Mechanisms of tracer transport in cerebral perivascular spaces
- PMID: 33548658
- DOI: 10.1016/j.jbiomech.2021.110278
Mechanisms of tracer transport in cerebral perivascular spaces
Abstract
Tracers infused into the brain appear to be transported along channels surrounding cerebral blood vessels. Bulk fluid flow has been hypothesized in paravascular "glymphatic" channels (outer space between the pial membrane and astrocyte endfeet), as well as in the periarterial space (inner space between smooth muscle cells). The plausibility of net flow in these channels due to steady and oscillatory pressures is reviewed, as is that of transport by oscillatory shear-enhanced dispersion in the absence of net flow. Models including 1D branching networks of annular channels and an expanded compartmental model for humans both predict that flow driven by physiologic steady pressure differences is unlikely in both periarterial and paraarterial spaces, whether the spaces are open or filled with porous media. One exception is that a small additional steady pressure difference could drive paraarterial flow if the space is open. The potential that the tracer injection itself could present such a pressure difference is outlined. Oscillatory (peristaltic) wall motion alone has been found to be insufficient to drive significant forward flow.
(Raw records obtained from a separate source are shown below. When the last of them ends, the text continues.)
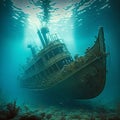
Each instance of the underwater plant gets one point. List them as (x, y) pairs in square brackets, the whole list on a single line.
[(9, 111), (12, 110)]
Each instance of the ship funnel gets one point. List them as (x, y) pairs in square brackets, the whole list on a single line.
[(32, 49), (41, 38), (44, 31)]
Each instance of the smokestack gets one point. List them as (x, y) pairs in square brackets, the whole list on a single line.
[(44, 31), (41, 38), (32, 50)]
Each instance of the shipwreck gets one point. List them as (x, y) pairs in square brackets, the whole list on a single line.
[(55, 73)]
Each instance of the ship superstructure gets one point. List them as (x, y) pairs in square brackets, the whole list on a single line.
[(55, 73)]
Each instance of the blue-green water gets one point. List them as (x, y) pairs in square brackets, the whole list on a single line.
[(75, 21)]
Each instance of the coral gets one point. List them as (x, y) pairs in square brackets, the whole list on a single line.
[(9, 111), (42, 115)]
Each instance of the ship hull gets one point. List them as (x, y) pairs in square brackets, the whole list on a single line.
[(84, 78)]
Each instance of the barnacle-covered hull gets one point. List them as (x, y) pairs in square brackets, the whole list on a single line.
[(82, 78), (86, 83)]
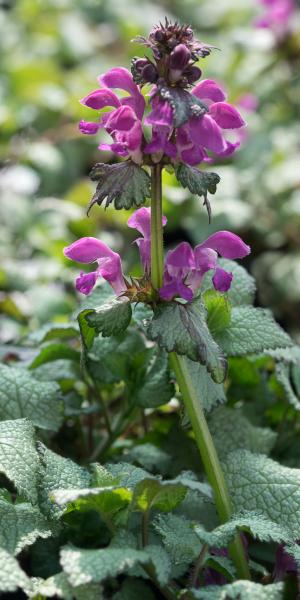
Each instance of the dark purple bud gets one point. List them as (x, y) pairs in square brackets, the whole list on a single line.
[(192, 74), (180, 57), (149, 73)]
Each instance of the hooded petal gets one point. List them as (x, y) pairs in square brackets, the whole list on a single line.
[(204, 131), (209, 89), (222, 280), (85, 282), (226, 115), (227, 244), (100, 98), (87, 250), (88, 127)]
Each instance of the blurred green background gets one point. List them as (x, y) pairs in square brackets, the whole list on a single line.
[(52, 51)]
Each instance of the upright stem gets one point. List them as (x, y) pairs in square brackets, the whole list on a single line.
[(189, 394), (157, 249)]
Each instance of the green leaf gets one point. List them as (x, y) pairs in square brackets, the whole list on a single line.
[(210, 394), (18, 456), (259, 526), (55, 352), (231, 430), (58, 586), (156, 387), (198, 182), (257, 483), (251, 331), (283, 373), (21, 395), (240, 590), (11, 575), (111, 318), (57, 472), (179, 538), (182, 328), (151, 493), (184, 104), (218, 311), (107, 501), (126, 184), (20, 526), (84, 566)]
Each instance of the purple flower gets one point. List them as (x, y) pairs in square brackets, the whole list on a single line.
[(123, 123), (185, 267), (89, 250), (141, 220), (277, 17)]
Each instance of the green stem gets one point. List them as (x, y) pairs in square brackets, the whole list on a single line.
[(157, 249), (209, 458), (202, 434)]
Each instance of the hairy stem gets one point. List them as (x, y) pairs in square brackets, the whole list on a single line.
[(189, 394), (209, 458), (157, 249)]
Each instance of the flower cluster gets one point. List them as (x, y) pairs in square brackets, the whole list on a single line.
[(184, 267), (173, 70)]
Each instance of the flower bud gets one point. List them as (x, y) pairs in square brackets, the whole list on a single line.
[(180, 57), (149, 73)]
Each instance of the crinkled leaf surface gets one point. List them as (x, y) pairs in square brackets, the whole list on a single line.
[(182, 328), (209, 392), (20, 525), (231, 430), (21, 395), (19, 459), (125, 183), (111, 318), (251, 330), (58, 472), (260, 484), (151, 493)]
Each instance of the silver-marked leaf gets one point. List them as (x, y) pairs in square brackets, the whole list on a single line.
[(251, 331), (182, 328), (21, 395), (19, 459), (126, 184)]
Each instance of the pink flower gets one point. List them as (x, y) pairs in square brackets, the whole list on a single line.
[(89, 250), (123, 123)]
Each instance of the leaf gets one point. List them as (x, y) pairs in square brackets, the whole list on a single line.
[(251, 331), (218, 311), (20, 526), (11, 575), (182, 328), (179, 538), (126, 184), (240, 590), (242, 289), (84, 566), (58, 586), (111, 318), (58, 472), (257, 483), (156, 387), (231, 430), (198, 182), (107, 501), (210, 394), (184, 104), (259, 526), (55, 352), (151, 493), (21, 395), (283, 373), (18, 456)]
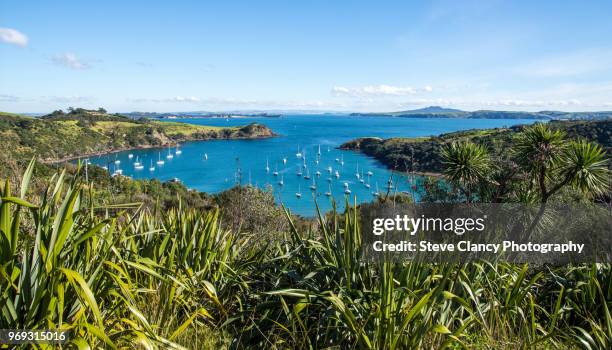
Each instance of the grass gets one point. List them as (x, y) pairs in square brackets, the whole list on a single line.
[(121, 275)]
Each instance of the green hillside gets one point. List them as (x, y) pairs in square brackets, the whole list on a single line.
[(399, 153)]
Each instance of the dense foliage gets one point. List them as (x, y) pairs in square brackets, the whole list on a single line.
[(425, 154)]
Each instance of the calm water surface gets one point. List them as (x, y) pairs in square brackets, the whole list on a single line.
[(303, 134)]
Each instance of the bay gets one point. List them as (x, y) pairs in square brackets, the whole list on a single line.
[(298, 133)]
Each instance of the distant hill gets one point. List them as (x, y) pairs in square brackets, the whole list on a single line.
[(397, 153), (430, 109), (81, 132), (440, 112)]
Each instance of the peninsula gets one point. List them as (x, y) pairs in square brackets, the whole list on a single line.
[(61, 136), (422, 154)]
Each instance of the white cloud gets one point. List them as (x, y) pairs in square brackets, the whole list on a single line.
[(504, 103), (12, 36), (378, 90), (70, 60)]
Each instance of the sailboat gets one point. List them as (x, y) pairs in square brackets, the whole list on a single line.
[(328, 193), (160, 161)]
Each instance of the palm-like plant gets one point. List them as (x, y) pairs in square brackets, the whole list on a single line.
[(466, 164)]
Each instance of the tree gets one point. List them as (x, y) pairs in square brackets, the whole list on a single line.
[(466, 165)]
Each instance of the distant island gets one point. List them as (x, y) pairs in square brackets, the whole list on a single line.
[(441, 112), (423, 154), (61, 136)]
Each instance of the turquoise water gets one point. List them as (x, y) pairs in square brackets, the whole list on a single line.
[(297, 132)]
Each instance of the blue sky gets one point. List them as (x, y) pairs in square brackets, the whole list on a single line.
[(324, 55)]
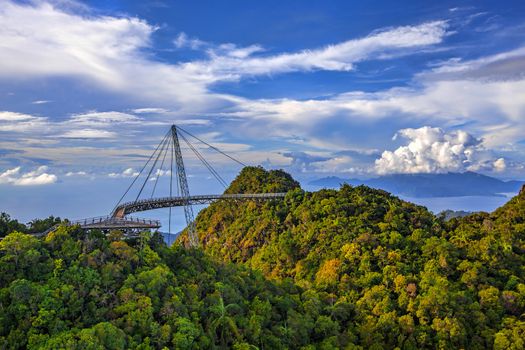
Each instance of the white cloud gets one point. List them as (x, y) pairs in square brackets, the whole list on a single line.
[(97, 119), (499, 165), (32, 178), (129, 172), (112, 52), (339, 57), (19, 122), (183, 41), (76, 173), (88, 134), (432, 150), (151, 110)]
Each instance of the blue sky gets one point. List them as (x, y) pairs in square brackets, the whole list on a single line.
[(348, 88)]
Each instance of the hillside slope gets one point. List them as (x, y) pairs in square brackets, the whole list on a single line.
[(72, 291), (409, 279)]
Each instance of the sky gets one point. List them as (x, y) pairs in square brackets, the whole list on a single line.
[(349, 88)]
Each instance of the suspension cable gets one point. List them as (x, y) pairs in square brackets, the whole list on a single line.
[(140, 172), (205, 162), (153, 166), (213, 147), (160, 169), (171, 186)]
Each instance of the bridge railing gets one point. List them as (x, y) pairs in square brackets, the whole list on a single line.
[(111, 219)]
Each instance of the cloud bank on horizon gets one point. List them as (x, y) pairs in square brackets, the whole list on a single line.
[(105, 86)]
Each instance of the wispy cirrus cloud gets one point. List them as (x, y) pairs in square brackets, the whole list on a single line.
[(109, 52), (33, 178)]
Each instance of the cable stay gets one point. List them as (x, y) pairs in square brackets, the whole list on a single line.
[(167, 158)]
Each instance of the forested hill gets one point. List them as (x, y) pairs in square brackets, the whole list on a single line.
[(354, 268), (395, 275)]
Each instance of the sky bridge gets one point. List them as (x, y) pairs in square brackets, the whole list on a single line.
[(167, 159)]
However, a number of hypothesized mechanisms that have yet to be experimentally verified in the brain may create directional flow in combination with wall motion. Shear-augmented dispersion due to oscillatory pressure in channels with a range of porosity has been modeled analytically. Enhancement of axial dispersion is small for periarterial channels. In open paraarterial channels, dispersion enhancement with optimal lateral mixing is large enough that it may explain observed tracer transport without net forward fluid flow.
Keywords: Cerebrospinal fluid; Glymphatic; Paravascular; Perivascular.
Copyright © 2021 Elsevier Ltd. All rights reserved.
Conflict of interest statement
Declaration of Competing Interest The authors declare that they have no known competing financial interests or personal relationships that could have appeared to influence the work reported in this paper.